When three U.S.-based researchers started thinking about the future of self-driving cars, they wondered how these vehicles should make the tough ethical decisions that humans usually make instinctively. The idea prompted Jean-François Bonnefon, Azim Shariff, and Iyad Rahwan to design an online quiz called The Moral Machine. Would you run over a man or a woman? An adult or a child? A dog or a human? A group or an individual?
By 2069, autonomous vehicles could be the greatest disruptor to transport since the Model T Ford was launched in Detroit in 1908. Although 62 companies hold permits to test self-driving cars in California, the industry remains ethically unprepared. The Moral Machine was designed to give ordinary people some insight into machine ethics — adding their voice to the debate often limited to policy makers, car manufacturers, and philosophers. Medium spoke to Bonnefon and Shariff about what their results tell us about one of the future’s greatest moral dilemmas.
This interview has been edited and condensed for clarity.

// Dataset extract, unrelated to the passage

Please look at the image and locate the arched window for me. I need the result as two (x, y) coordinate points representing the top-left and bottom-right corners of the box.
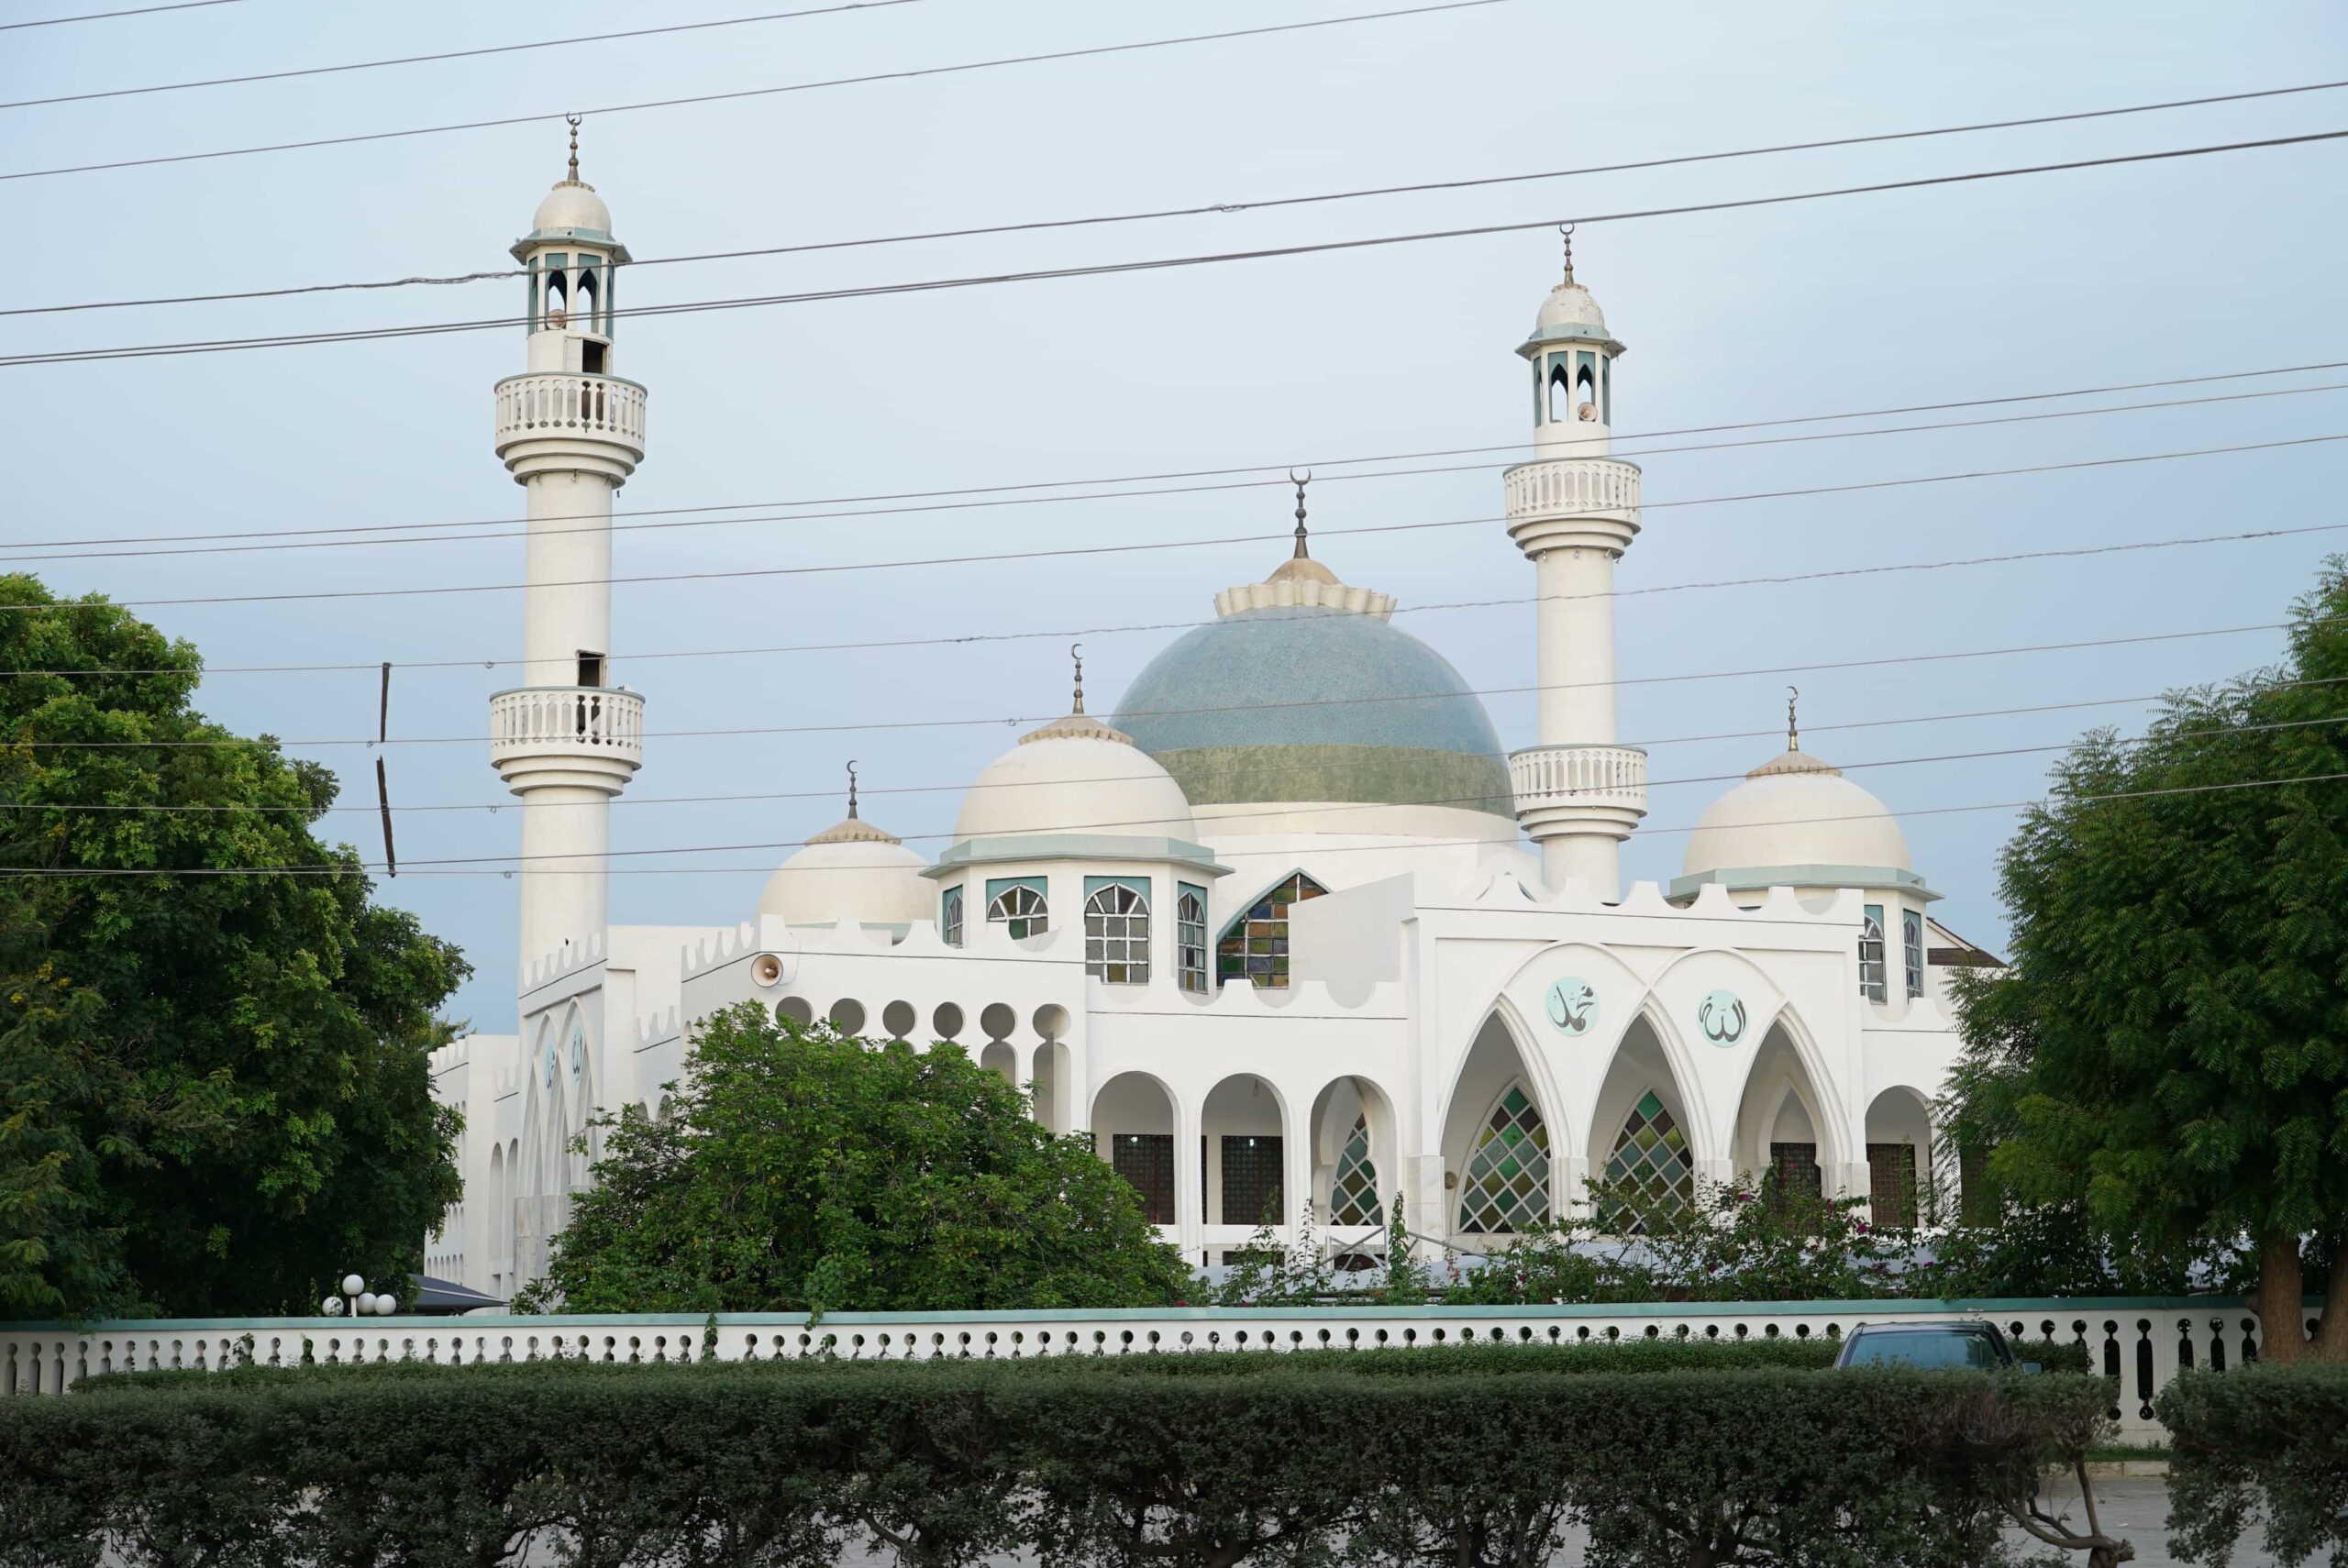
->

Medium: What’s the difference between the way humans and machines make moral decisions?
Jean-François Bonnefon: Moral decisions made by humans are influenced by so many things. People react on the basis of hormones, but they don’t do that in a reasoned way, not when they make decisions really fast. You and I could sit and spend one hour discussing how we would like to react. But there’s no point, we cannot program ourselves to do what we would like to do because we act on instinct. But with machines, we can tell them what we want them to do.
Azim Shariff: Machines have the luxury of deliberation that humans don’t have. With that luxury comes the responsibilities of deliberation as well.